Germany: e-cigarettes comply with the same laws as tobacco products and are prohibited from being sold to people under the age of 18. It restricts its advertising on most media platforms, such as print media, advertising and television, but billboards are allowed.
Greece: the attitude towards e-cigarettes is the same as that of cigarettes. Restrictions on e-cigarette advertising apply to print media, radio, television and the Internet, and sales to people under the age of 18 are prohibited.
Hungary: e-cigarettes are listed as consumer goods and can be purchased in tobacco shops.
Iceland: under the EU tobacco products act, e-cigarettes generally follow the same rules as cigarettes.
Italy: under the same rules as tobacco, e-cigarettes cannot be sold to people under the age of 18 and are banned from use in schools and schools.
Latvian: many platforms prohibit the promotion and advertising of e-cigarettes, including electronic media.
Lithuania: e-cigarettes are classified as tobacco products and cannot be sold to people under the age of 18, and all advertising and promotional activities are prohibited.

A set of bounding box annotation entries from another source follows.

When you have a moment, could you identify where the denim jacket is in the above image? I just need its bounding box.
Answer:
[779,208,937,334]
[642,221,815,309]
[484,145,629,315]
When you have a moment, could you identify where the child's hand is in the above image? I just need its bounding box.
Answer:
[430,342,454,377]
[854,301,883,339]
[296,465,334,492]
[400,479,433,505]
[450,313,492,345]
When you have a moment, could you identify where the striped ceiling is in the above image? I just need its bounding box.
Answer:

Luxembourg: the sale of products to people under the age of 18, the use of electronic cigarettes in certain public places where minors may appear is prohibited, and the use of electronic cigarettes in cars with children under 12 years old is also not allowed.
Moldova: sales to people under the age of 18 and use in public places and public transport are prohibited.

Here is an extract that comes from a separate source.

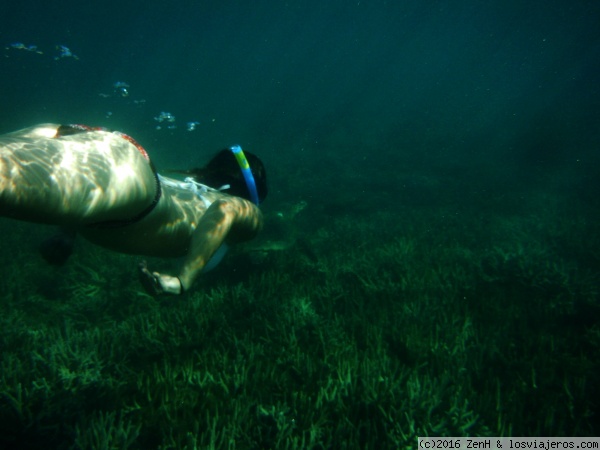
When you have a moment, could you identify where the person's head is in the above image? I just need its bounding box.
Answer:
[179,149,268,202]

Norway: Sales of e-cigarettes to people under the age of 18 and their use in public places are prohibited.
Poland: prohibit advertising, promotion and related sponsorship related to e-cigarettes, and prohibit the sale to people under 18 years old or use in public places.

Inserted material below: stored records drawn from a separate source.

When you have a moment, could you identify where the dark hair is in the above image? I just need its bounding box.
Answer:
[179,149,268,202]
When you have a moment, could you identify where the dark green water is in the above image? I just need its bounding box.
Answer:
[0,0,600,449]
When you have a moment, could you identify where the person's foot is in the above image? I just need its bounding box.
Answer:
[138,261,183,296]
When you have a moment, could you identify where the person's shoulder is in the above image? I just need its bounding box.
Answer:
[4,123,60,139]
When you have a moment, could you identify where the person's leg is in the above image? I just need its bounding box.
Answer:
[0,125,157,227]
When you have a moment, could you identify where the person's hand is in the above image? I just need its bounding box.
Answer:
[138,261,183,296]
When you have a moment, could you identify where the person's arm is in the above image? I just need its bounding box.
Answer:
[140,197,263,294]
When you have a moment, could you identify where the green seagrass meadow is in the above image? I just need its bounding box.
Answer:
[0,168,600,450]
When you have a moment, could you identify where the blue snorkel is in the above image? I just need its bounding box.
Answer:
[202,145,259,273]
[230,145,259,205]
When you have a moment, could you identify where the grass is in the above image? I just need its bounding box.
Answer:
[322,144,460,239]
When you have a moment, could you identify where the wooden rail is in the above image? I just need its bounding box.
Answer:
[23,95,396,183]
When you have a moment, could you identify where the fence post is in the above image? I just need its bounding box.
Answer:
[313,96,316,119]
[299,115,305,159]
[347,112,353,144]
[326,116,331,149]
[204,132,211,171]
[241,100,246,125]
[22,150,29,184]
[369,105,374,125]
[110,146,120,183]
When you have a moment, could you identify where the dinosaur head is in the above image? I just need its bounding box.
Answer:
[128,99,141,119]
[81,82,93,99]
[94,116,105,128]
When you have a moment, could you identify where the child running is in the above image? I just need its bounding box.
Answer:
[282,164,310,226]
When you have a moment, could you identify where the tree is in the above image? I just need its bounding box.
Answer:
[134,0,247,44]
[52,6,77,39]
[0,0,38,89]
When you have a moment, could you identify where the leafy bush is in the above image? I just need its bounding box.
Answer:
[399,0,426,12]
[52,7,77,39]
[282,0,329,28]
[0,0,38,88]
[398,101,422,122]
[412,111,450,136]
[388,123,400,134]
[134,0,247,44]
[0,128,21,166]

Portugal: banned in public places and public transport, but also faces a variety of advertising restrictions. The sale of e-cigarettes to minors under the age of 18 is prohibited.
Romania: e-cigarettes are considered to be the same products as tobacco products, and both are subject to the same laws.
Serbia: relatively friendly to e-cigarettes, the only restriction is to ban e-cigarette advertising, promotion and sponsorship.
Slovakia: under the law on tobacco products, e-cigarettes and related products must display the same standard health warnings as cigarettes, and should also be kept away from children.
Slovenia: e-cigarettes are classified as tobacco products and must display health warnings related to smoking. The sale of e-cigarettes to children under the age of 18 is prohibited, and the use of e-cigarettes in cars where children under 18 may appear is prohibited. Public places and public transport are also prohibited.
Spain: e-cigarettes are defined as "devices that can release nicotine", and there are a series of standards and regulations for electronic cigarettes on the market. The package should not contain any misleading (healthy lifestyle or benefits) publicity.
Sweden: subject to the law on electronic cigarettes and refillable containers, electronic cigarette equipment and smoke bombs must comply with the design provisions of the law. Age verification is required when purchasing in physical stores and online. It is strictly prohibited to sell to adults under 18 years old.
Switzerland: non nicotine e-cigarettes are sold as food under supervision, but the sale of nicotine e-cigarettes is prohibited. The import and export of nicotine e-cigarettes for personal consumption is allowed, but the capacity is limited to 150 ml.
Turkey: legislation stipulates that e-cigarettes are the same as tobacco products, and limits the sale to people under the age of 19. Advertising, promotion and sponsorship of e-cigarettes are prohibited. If you use e-cigarettes in public places or on public transport, you may be arrested.
Ukraine: classified as e-cigarettes, prohibited in public places, public transport and specific places.
It should be noted that all countries in the EU, including the UK, are subject to the tobacco products act, which stipulates the laws and regulations, production and sales of e-cigarettes and related products, which must meet certain standards before they can be sold to consumers.